More reason to abandon the racial hypothesis: Anyone may convert to Judaism. At the recent Biennial of the Union for Reform Judaism, URJ president Rabbi Rick Jacobs pointed out, “Between 10 and 20 percent of North American Jews are Jews of Color.” Many are born-Jewish children and grandchildren of converts.

Anti-Semites, alas, will keep hating Jews, even if they have no idea what a Jew is, believes or stands for. Sadly, the White House again offered anti-Semites a measure of support.

When the president signed his executive order, guests included the evangelical Christian leader Robert Jeffress. An ardent supporter of Israel, Jeffress, like many evangelicals, believes that only when all Jews go to the Holy Land will Jesus return. Jews then can accept Jesus or go to hell. As Jeffress said in 2010, “You can’t be saved by being a Jew.”

I wonder how the president’s daughter Ivanka, son-in-law Jared and grandchildren take the news that they can’t go to heaven.
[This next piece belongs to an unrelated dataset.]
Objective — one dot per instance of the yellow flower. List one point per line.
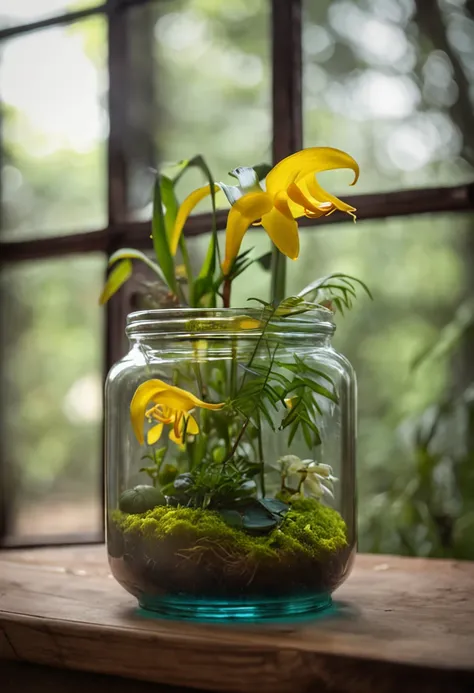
(291, 191)
(171, 405)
Here on earth, Jeffress’ and other pastors’ statements, made in the name of theology and thus supposedly above reproach, create an image of Jews as “less than.” As Chanukah nears, they not only fail to light a candle in the darkness, they add fuel to the fires of anti-Semitism the president claims he wants to put out.

Happy Chanukah, Marry Christmas, Happy Kwanzaa—Peace!

To respond, click on “comments” to the right just below the title of this post. Then go to the response space at the bottom of the post.


  1. Tracy on December 20, 2019 at 7:18 pm

    Sadly, although the intent behind the EO may have been to stifle anti-Semitism on American campuses, the practical effect will be to quash freedom of speech. As an American Jew, I am much less afraid of anti-Zionist students than I am of xenophobic Drumph supporters.

    Chappy Channukah.

    • David on December 20, 2019 at 9:33 pm

      Tracy, I noted that the executive order stated it would not interfere with freedom of speech, but how this will play out on campuses remains to be seen. More heat than light. Chanukah sameach!

  2. Sandy Lipkowitz on December 20, 2019 at 9:12 pm

    He did the same thing with the guest speakers Robert Jeffress and John Hagee at the opening of the Embassy in Jerusalem. Both strong proponents of the Second Coming of Christ and the Rapture. For that to happen, armageddon has to happen to the Jews in Israel. Trump plays to his evangelical base above and beyond all else.

    • David on December 20, 2019 at 9:31 pm

      Israel, yes; Jews, no. Sandy, I really do wonder how Ivanka and Jared rationalize all this. By the way, an evangelical newspaper, CHRISTIANITY TODAY, ran an editorial FOR Trump’s removal from office.

      • Bruce Abramson on December 21, 2019 at 12:33 am

        If you really do wonder how Jewish Trump supporters “rationalize all this,” you might try asking one. Though if you want a coherent answer, I’d recommend a question more specific than “all this.”

        • David on December 21, 2019 at 12:35 am

          I do wonder, Bruce, so please tell me specifically: How do you accept the support for Israel of evangelicals who believe you and I are going to hell? Shabbat Shalom and Happy Chanukah.